Tired of London, but not of life
A man who is tired of London is tired of life said Samuel Johnson. A philosophy I fully bought into when I first arrived in Bloomsbury as an eager under-graduate determined to shake-off my small country town upbringing.
Fast forward 20 odd years and here I am heading off to the PR Week Awards with my Fourtold colleagues hoping to pick up the award for Best Agency outside of London. We may or may not win. There’s some stiff competition, proving what I am sure PR Week was hoping to show when it introduced the award this year. That the M25 is just a very busy road, not a barrier to great thinking and communications.
So, what happened? Tired of London or my eyes open to opportunities elsewhere? A bit of both. Clearly Samuel Johnson never had to experience the Central Line at 8am five days a week. Nor did he spend much time panicking if living 0.75 miles away from a school was close enough to ensure his child got a decent education.
And then there’s the pull factors. In the past, people felt by improving quality of life they would need to sacrifice quality of work. But when I made the move it was as much about having the opportunity to work with great clients and great people in a thriving new business. The easier commute was a bonus of course.
When communications meant just media and investor communications along with some public affairs, then London was the best place to be.
Now social and digital, employee and influencer engagement are as important – and can be done equally well anywhere. Added to this mix are technological developments and the ever-increasing cost of living in London all of which are pushing talented people to look for opportunities elsewhere.
These trends have accelerated in the past decade. Our team is delivering the kind of work that competes with any agency in London (or in any international city for that matter). We are working with a global Life Sciences business, managing its global social media and integrating its digital ecosystem following a multi-billion dollar merger. Along with an international financial services business to develop and increase its employer brand and a budding biotech business looking to tell its investor story. Clients like these were unlikely to look beyond London for this calibre of work 10 years ago.
Of course, there’s great clients outside of London too. Oxford – where I am based – is home to one of the most prestigious universities in the world (and publishing arm), home of the BMW Mini factory and a thriving world-class biotechnology sector. Every regional city will have examples of high profile and large organisations in need of specialist communications advice. A few years back the Public Relations Oxford was formed by two in-house colleagues at the Oxford University Press who wanted to provide support to the growing local PR community. It meets regularly and the first session I attended had the former Head of Communications at Oxfam to talk crisis management and was as good as any panel discussion I have been to.

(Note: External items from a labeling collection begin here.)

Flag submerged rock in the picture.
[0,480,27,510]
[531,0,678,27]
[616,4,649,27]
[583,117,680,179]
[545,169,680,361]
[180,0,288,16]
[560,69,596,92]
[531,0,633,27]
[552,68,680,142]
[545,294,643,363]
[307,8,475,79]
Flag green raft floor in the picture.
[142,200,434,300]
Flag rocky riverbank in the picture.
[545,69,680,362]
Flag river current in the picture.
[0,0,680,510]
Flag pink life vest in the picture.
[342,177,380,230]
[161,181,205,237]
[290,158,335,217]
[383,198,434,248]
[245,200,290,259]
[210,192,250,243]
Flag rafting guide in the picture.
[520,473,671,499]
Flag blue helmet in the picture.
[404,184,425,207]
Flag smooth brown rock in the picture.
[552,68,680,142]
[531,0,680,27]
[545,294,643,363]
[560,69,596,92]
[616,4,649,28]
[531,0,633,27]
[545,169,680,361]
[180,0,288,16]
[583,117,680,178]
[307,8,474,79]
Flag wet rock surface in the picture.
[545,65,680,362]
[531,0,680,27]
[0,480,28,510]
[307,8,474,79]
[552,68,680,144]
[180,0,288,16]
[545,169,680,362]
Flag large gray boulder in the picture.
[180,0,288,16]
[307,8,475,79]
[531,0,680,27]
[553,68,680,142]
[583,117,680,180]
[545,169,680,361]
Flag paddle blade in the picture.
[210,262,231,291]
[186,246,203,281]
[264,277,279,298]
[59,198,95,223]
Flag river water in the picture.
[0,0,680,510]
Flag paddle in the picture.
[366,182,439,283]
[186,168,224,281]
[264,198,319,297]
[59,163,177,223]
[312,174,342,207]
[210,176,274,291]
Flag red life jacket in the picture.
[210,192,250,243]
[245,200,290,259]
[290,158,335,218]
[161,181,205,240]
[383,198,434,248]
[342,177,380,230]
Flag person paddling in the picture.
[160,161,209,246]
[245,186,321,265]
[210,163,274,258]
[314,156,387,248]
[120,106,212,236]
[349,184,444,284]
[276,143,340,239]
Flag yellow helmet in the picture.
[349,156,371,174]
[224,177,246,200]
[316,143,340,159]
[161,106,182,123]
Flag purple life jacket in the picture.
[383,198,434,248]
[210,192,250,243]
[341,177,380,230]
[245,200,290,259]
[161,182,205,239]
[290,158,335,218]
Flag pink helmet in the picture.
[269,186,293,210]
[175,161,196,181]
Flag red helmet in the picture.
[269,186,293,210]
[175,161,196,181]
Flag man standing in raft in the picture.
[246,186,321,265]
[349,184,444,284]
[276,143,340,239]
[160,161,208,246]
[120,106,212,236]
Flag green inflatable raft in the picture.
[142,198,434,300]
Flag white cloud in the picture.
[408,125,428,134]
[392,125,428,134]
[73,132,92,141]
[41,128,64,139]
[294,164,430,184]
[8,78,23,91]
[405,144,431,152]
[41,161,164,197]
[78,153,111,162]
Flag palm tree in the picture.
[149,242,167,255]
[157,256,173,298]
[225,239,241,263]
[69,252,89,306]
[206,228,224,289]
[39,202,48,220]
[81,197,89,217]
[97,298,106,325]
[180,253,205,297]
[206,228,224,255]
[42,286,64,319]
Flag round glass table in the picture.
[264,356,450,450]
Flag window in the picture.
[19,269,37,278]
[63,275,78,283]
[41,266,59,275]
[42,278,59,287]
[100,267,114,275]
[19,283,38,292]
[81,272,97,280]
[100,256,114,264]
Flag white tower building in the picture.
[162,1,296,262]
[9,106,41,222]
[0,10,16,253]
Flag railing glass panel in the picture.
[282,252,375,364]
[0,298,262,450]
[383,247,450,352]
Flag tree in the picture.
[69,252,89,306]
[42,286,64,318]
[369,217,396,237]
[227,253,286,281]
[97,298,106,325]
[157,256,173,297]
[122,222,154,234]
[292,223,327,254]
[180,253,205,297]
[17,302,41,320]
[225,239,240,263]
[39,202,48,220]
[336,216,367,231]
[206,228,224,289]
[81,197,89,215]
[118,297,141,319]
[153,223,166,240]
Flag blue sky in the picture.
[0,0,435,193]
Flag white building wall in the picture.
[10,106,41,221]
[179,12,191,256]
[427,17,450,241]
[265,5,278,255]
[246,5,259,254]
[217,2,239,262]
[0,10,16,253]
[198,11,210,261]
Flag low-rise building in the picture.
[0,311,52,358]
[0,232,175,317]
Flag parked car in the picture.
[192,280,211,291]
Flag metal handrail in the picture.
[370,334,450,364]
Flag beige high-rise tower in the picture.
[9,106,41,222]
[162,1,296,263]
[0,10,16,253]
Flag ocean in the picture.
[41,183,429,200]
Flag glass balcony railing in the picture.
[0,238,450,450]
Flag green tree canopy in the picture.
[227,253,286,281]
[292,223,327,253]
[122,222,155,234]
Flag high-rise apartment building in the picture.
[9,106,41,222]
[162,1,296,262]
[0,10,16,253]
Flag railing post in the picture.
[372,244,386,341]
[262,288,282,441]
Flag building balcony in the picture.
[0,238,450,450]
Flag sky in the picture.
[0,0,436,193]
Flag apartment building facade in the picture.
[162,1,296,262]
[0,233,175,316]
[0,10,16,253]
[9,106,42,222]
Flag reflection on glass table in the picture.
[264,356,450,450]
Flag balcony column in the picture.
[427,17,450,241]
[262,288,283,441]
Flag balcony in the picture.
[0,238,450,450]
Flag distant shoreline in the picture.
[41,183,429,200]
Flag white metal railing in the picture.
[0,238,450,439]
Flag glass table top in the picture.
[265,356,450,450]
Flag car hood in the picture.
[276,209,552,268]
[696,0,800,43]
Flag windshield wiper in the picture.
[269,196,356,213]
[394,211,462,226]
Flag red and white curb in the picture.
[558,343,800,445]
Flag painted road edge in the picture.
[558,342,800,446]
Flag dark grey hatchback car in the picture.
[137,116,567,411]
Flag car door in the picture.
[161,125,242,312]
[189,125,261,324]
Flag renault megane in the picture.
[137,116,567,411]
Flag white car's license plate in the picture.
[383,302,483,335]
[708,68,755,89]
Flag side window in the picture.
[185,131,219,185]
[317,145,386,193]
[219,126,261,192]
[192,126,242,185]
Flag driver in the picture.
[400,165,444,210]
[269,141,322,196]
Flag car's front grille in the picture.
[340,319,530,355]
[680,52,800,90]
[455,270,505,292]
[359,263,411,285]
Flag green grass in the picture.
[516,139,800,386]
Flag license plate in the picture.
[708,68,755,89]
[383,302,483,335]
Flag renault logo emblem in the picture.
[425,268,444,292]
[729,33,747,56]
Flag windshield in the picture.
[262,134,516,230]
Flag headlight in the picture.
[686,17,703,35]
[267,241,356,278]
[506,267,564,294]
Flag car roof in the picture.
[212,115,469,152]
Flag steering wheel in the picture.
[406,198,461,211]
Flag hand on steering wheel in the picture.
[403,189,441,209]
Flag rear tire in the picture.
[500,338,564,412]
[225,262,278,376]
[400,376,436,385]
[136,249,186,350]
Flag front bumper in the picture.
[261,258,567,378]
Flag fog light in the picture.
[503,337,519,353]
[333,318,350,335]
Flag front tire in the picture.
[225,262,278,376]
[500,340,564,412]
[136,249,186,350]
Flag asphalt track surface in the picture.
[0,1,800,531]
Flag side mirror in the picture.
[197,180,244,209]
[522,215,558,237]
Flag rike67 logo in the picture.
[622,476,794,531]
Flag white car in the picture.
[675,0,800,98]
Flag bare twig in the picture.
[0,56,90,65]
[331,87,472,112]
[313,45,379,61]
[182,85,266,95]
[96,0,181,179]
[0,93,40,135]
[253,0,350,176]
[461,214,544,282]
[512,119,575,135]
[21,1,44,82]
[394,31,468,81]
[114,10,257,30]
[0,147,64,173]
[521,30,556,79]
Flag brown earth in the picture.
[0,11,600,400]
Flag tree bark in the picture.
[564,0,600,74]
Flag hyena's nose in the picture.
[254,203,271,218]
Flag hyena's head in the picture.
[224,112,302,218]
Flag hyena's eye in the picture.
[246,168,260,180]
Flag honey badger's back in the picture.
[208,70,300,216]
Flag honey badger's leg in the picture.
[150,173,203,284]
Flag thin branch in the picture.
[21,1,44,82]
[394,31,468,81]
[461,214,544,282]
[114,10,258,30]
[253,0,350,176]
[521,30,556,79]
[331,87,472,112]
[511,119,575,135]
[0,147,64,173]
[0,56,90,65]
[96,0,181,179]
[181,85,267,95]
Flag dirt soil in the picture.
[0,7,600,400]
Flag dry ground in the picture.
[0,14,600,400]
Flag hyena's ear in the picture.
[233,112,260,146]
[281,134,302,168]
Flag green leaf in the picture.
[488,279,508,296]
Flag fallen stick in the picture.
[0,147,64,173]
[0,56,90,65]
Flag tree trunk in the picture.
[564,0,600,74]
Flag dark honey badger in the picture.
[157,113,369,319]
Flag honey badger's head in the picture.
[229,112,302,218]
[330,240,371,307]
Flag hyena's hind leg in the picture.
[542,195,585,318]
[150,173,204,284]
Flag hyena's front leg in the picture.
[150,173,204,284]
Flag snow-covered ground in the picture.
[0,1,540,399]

But what about the talent? Isn’t everyone just attracted to the bright lights? Many are and many don’t feel they have any other option. Which is why I keen to highlight that London is not the only way.
Please don’t get me wrong, I feel privileged living so close to the one of the world’s best cities. But I appreciate it far more on my fortnightly trips to meet contacts, clients, journalists (or even the odd awards ceremony) than by doing the daily grind.
London will remain a magnet for many people. However, to best serve our industry and the people who buy communications services we need diversity – and sometimes this means offering a perspective from outside of the London bubble.
So, if you are a grad thinking of breaking ranks with your peers or a seasoned professional considering taking the plunge, go for it. London will always be there if you need it. It’s just that it’s no longer the only path to opportunity and success. Oh, and the same applies to clients too!